2010年リリースのアルバム「BAND ON THE RUN」から「アーカイヴ・コレクション」を開始したポール・マッカートニーは、2011年にはアルバム「McCARTNEY 」とアルバム「McCARTNEY U」を、2012年にはアルバム「RAM」を、2013年にはライヴ・アルバム「WINGS OVER AMERICA」を、2014年にはアルバム「VENUS AND MARS」とアルバム「WINGS AT THE SPEED OF SOUND」を、2015年にはアルバム「TUG OF WAR」とアルバム「PIPES OF PEACE」を、それぞれMPL/ヒア・ミュージック/コンコードから、とんとん拍子でリリースしてゆきます。ところが、ヒア・ミュージック/コンコードからキャピトルへ戻ってからは、2017年にアルバム「FLOWERS IN THE DIRT」を、2018年にアルバム「WINGS WILD LIFE」とアルバム「RED ROSE SPEEDWAY」と「WINGS 1971-1973」を、2020年にアルバム「FLAMING PIE」ときて、其の後は2024年2月現在に、まだリリースされていません。
2017年からは、本隊であるビートルズのアルバム「SGT. PEPPER’S LONELY HEARTS CLUB BAND」を皮切りに50周年記念盤がリリースされていて、毎回、豪華本の序文をポールが担当しているだけではなく、色々と関わっていると思われますので、キャピトルに戻ったタイミングとも合っていて、また「ビートルズで盛り上がっている時に、ポールの旧作も新作もいらないんだよ」などと云われているのかもしれません。其の辺が呑気にソロ・アルバムやライヴ盤を出せているリンゴ・スターとは違います。何せ「ビートルズの音楽」とは、即ち「ポール・マッカートニーの音楽」だからです。

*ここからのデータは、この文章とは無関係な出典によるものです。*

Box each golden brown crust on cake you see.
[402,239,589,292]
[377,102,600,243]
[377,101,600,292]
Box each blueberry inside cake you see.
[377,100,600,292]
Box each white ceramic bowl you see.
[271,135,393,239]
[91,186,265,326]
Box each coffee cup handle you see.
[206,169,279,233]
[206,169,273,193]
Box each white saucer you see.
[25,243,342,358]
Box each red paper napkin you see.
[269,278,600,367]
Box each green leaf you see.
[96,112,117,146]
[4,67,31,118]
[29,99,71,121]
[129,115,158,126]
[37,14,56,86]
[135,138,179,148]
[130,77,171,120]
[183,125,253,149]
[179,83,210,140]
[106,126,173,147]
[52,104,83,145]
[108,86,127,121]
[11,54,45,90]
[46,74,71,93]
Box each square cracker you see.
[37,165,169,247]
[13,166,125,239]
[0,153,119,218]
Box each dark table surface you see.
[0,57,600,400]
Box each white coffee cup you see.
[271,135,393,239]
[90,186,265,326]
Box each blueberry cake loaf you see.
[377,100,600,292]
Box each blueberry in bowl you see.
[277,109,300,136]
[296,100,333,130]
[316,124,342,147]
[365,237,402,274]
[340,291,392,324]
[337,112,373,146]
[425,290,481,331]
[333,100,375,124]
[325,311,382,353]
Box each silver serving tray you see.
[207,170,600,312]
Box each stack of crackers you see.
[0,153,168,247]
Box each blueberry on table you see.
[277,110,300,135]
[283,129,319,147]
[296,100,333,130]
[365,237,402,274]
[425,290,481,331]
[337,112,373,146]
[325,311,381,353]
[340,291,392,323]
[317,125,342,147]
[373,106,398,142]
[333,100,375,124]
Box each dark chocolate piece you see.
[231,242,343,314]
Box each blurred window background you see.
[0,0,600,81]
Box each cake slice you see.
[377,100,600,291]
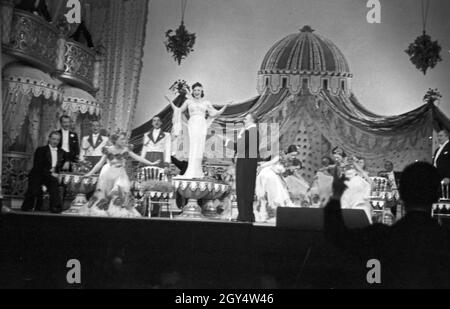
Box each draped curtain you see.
[84,0,148,132]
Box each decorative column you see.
[0,0,14,44]
[92,55,103,91]
[0,1,5,210]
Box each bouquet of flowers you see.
[405,31,442,75]
[169,79,191,107]
[164,22,195,65]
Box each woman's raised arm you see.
[206,101,229,117]
[84,155,106,177]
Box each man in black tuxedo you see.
[226,114,259,222]
[433,129,450,185]
[22,131,68,213]
[58,115,80,168]
[324,162,450,288]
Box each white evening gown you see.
[341,175,372,222]
[183,99,210,178]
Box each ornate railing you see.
[3,9,59,71]
[2,152,31,198]
[59,41,96,91]
[0,6,101,93]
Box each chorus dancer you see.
[254,144,295,222]
[283,145,310,206]
[80,132,155,217]
[166,83,227,178]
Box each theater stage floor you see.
[0,212,367,288]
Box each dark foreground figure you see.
[325,162,450,288]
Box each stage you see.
[0,212,367,288]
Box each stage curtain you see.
[83,0,148,132]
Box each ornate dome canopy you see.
[260,26,350,75]
[258,26,352,94]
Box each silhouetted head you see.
[286,145,298,155]
[152,116,162,129]
[384,161,394,172]
[48,131,61,147]
[91,120,100,134]
[437,129,448,145]
[192,82,205,99]
[321,156,334,167]
[331,146,347,163]
[399,162,440,212]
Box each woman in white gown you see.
[166,83,227,178]
[80,133,158,217]
[254,146,295,222]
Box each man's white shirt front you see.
[61,129,69,152]
[48,145,58,172]
[433,140,449,167]
[92,133,100,145]
[153,129,161,141]
[80,133,109,159]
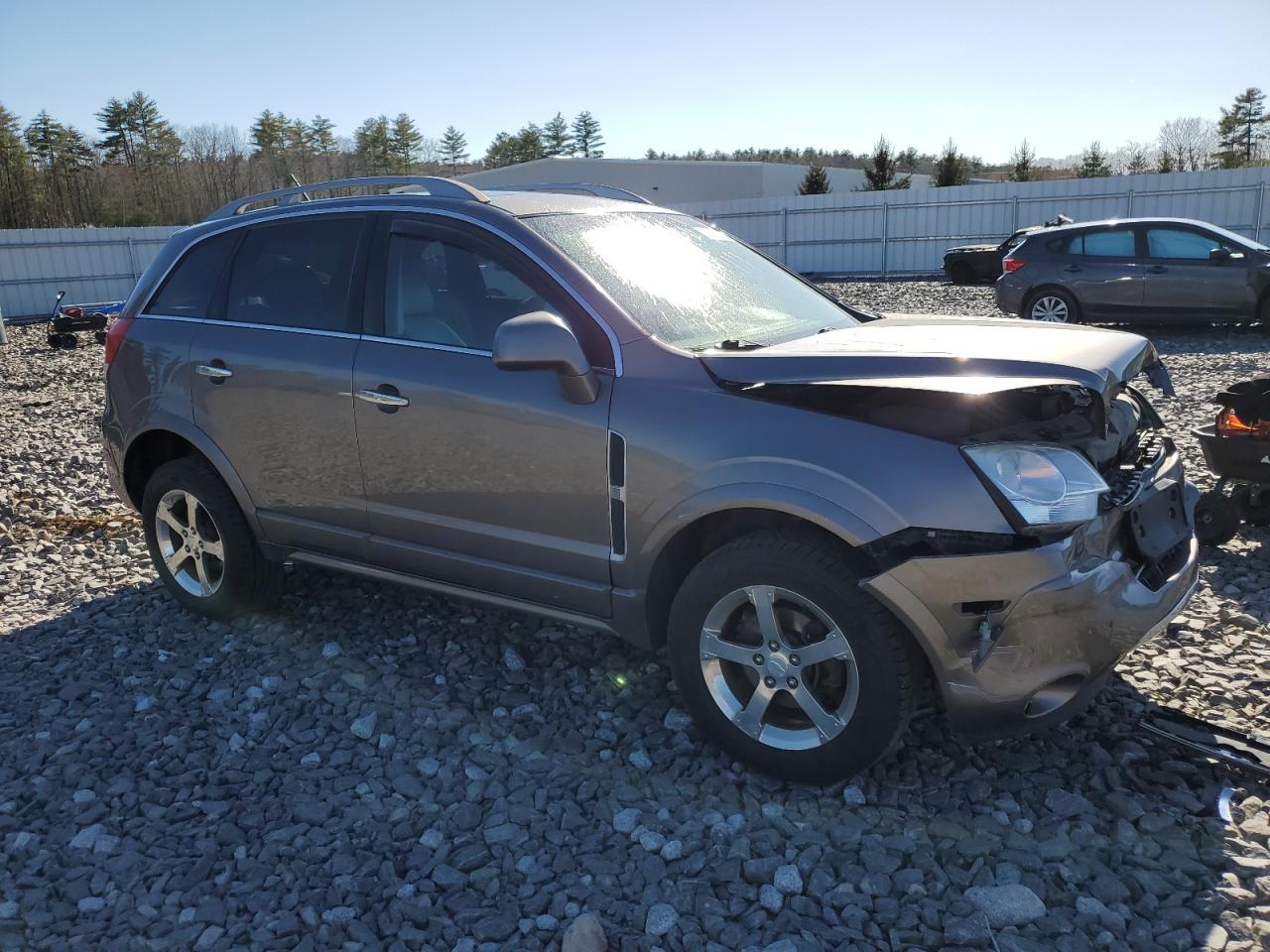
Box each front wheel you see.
[668,534,917,781]
[1024,289,1080,323]
[141,457,274,618]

ソレはライヴで披露出来るビートルズ・ナンバーの数でも示されていて、ポールは88曲で、リンゴは12曲なのです。そんなポールなので、近年にはオリジナル・ロック・アルバムのリリースにも間隔が空く様になりました。
さて、2011年10月3日(英国・MPL/デッカ)・10月4日(米国・MPL/ヒア・ミュージック/コンコード/Telarc)に、ポール・マッカートニーはクラシック・バレエ曲集「PAUL McCARTNEY'S OCEAN'S KINGDOM」をリリースしました。これまでポールは、1991年リリースの「PAUL McCARTNEY'S LIVERPOOL ORATORIO」、1997年リリースのアルバム「PAUL McCARTNEY'S STANDING STONE」、1999年リリースのアルバム「WORKING CLASSICAL」、2006年リリースのアルバム「ECCE COR MEUM」のクラシック・アルバムがあって、5年ぶり5作目となりました。ニューヨーク・シティ・バレエ団に依頼されてポールが書き下ろした四楽章の作品で、ジョン・フレイザーのプロデュースで、ポールとジョン・ウィルソンが編曲して、ジョン・ウィルソンの指揮でロンドン・クラシカル・オーケストラが演奏しています。

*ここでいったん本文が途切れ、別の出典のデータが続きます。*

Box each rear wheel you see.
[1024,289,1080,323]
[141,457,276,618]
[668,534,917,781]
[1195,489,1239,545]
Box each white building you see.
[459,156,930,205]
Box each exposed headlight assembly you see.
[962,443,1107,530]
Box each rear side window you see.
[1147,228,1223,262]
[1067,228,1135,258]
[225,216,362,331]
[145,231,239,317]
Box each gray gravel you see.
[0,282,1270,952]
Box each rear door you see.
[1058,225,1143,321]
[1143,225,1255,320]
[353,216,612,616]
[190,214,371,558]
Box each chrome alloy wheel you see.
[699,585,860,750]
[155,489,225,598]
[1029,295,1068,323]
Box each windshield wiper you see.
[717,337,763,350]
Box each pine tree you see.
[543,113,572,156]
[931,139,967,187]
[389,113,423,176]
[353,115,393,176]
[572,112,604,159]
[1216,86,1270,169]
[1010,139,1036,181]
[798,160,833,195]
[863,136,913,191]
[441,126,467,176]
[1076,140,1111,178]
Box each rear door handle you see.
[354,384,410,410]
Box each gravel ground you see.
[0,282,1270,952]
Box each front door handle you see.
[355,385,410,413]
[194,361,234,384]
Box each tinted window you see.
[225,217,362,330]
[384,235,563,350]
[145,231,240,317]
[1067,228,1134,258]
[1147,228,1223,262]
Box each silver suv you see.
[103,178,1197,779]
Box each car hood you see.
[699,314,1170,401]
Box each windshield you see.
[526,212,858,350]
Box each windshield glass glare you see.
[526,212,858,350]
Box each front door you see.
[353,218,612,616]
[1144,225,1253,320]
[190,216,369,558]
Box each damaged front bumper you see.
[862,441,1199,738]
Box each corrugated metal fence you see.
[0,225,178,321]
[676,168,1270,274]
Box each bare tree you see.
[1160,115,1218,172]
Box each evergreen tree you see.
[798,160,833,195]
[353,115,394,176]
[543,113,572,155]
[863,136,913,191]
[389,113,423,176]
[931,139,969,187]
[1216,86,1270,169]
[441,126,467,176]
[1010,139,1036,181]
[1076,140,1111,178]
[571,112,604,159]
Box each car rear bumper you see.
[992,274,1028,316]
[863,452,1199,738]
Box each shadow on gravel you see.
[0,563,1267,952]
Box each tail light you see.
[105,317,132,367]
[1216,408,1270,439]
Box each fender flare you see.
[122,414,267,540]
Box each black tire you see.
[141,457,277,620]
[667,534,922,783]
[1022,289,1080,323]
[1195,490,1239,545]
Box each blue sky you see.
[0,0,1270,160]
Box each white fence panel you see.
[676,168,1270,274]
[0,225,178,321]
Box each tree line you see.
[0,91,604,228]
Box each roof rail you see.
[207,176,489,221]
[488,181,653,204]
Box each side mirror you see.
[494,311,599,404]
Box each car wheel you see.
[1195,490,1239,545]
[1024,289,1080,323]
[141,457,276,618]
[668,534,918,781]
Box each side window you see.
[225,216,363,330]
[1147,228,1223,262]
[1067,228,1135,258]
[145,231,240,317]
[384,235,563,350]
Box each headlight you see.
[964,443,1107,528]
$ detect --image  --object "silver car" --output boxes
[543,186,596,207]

内容は、1「MOVEMENT 1 OCEAN'S KINGDOM」、2「MOVEMENT 2 HALL OF DANCE」、3「MOVEMENT 3 IMPRISONMENT」、4「MOVEMENT 4 MOONRISE」の、四楽章で56分33秒です。ポールのクラシック・アルバムで最も聴き易いのは「WORKING CLASSICAL」ですが、ソレはリンダ・マッカートニーに捧げた既発曲をクラシックに編曲した楽曲が中心だったので、新作としては此の「PAUL McCARTNEY'S OCEAN'S KINGDOM」が最も親しみ易いアルバムです。ポールも5作目と云う事でクラシック作品の作曲にも慣れてきた様子ですし、ポールらしいメロディが含まれる楽曲で、サー・ジョージ・マーティンからの影響も随所に伺える作品となっております。それにしても、シルク・ドゥ・ソレイユの「LOVE」と云い、此のバレエ用の「PAUL McCARTNEY'S OCEAN'S KINGDOM」と云い、本編である公演の模様ではなく音楽だけがリリースされているのは、些か困ったちゃんなのです。ヒア・ミュージック/コンコードとしても、2007年リリースのアルバム「MEMORY ALMOST FULL」以来4年ぶりのスタジオ・アルバムがクラシック作品では、困惑したんじゃないでしょうか。